It is funny that Red Star, the more traditional utopia of travel, was a huge best-seller during the Russian Revolution, while its much superior prequel Engineer Menni went pretty much unnoticed. Yet the latter is perhaps the heart of Bogdanov’s project; to turn vulgar Marxism into a technical ideal of socialism, and this technical development, through the figure of the Engineer – the Martian Engineers Menni and Netti, who pre-figure the stupid figures of socialist realism and far surpass them.

Engineer Menni gives humanity hope that it can reach the molar one day too. It is the great manifesto of molar projection. The book is presented as a novel from Mars, translated into English by Leonid. As Leonid mentions in Red Star, there is a certain coolness to Martian literature that seems to find more aesthetic joy in the technical – a kind of latent suprematism or Neue Sachlichkeit. Bogdanov is true to his word when, in Engineer Menni, he really does compose such a novel. The device of writing, not about aliens, but an alien novel as such, is really quite brilliant. The gesture practiced in Menni is very compelling, nigh Lovecraftian in its staging of uncanny familiarity:

Translation from the single Martian language into those of Earth is much more difficult than translation from one Earthly language to another, and it is often even impossible to give a full and exact rendering of the content of the original. Imagine trying to translate a modern scientific work, a psychological novel, or a political article into the language of Homer or into Old Church Slavonic. I am aware that such a comparison does not Batter us Earthlings, but it is unfortunately no exaggeration-the difference between our respective civilizations is just about that great.

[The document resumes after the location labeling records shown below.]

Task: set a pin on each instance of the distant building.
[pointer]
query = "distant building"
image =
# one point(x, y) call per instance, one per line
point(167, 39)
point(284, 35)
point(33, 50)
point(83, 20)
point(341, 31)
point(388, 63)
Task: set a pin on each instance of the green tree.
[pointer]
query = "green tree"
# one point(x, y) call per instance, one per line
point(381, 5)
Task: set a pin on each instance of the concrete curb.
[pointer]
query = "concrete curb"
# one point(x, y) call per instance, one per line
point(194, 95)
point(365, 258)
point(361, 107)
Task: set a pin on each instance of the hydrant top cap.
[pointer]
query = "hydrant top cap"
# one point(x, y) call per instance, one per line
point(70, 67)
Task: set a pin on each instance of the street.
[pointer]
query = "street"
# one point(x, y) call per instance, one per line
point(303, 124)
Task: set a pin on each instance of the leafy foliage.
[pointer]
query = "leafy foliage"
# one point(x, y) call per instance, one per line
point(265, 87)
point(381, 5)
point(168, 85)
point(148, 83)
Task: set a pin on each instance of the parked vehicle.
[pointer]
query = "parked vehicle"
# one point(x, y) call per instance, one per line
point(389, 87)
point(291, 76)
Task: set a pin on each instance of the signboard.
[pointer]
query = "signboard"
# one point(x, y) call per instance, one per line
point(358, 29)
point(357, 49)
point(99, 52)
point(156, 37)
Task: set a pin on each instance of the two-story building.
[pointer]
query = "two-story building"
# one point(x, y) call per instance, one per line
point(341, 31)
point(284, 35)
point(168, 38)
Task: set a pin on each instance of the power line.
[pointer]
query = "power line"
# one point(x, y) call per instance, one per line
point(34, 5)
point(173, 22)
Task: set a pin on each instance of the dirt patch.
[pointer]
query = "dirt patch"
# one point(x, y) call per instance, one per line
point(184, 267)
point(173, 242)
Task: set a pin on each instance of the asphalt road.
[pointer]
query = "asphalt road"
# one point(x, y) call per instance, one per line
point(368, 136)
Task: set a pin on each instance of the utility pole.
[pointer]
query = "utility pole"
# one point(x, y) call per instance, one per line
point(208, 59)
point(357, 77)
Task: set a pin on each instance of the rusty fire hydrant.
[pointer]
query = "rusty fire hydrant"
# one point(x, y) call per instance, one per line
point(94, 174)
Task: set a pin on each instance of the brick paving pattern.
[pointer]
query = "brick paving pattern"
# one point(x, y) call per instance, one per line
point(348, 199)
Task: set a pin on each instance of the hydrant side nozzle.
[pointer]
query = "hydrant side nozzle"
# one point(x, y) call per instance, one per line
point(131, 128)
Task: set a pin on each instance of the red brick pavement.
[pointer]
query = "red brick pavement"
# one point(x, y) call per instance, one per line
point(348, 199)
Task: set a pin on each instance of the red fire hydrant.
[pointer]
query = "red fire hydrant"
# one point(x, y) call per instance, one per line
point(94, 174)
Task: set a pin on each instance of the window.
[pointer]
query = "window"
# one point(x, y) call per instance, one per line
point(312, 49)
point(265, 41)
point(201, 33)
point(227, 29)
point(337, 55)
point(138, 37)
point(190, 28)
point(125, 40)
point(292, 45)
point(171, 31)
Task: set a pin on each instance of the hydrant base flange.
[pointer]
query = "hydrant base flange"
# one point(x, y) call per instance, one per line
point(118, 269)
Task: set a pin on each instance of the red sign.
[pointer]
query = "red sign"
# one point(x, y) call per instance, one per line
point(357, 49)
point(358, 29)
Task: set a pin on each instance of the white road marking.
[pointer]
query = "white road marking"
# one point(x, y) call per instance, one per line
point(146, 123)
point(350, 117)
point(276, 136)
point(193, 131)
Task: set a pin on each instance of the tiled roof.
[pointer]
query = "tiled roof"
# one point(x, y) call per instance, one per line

But who is Menni? The molar hero. The great architect, engineer, project manager, and a Lycurgus or pre-foundational figure of vulgar, technical, molar Marxism. The novel is about his great project and his interpersonal relationships, but moreso the former. Menni has an idea that will greatly expand the territory of Martian life and progress, exploit the untapped resources of the planet, and progress the species of Martian humanity, which feels cramped and narrow in its tiny pockets of inhabitable land, much like the characters in more recent fictions like Attack on Titan.

This is a socialist realist technique, to write about public works, and the great (projected) unity of state, technology, and labor against the elements. The whole trend of Bogdanov’s science fiction is the unity of labor against natural ferocity. He refutes a future left of localism not yet developed in his era; as Žižek proclaims, the Negri style pockets of progress and local contributions do not suffice to deal with the problems of a socialist race, even once the proletariat has conquered. The real enemy is not a rival class, but nature herself.

Thus in Red Star, the great debate of the Martians is whether to colonize Earth or Venus. Placid and artistic, hedonistic even on the surface, the Martians are all bitterly melancholic because the natural world is trying to kill them and their socialist paradise; a dilemma emerges – colonize and kill the humans in the name of a greater more developed humanity (the view of the Martian Sterni) or go to the inhospitable Venus to mine its resources? They have only enough fuel for one project, and they choose the more comradely, leaving Earth its chance.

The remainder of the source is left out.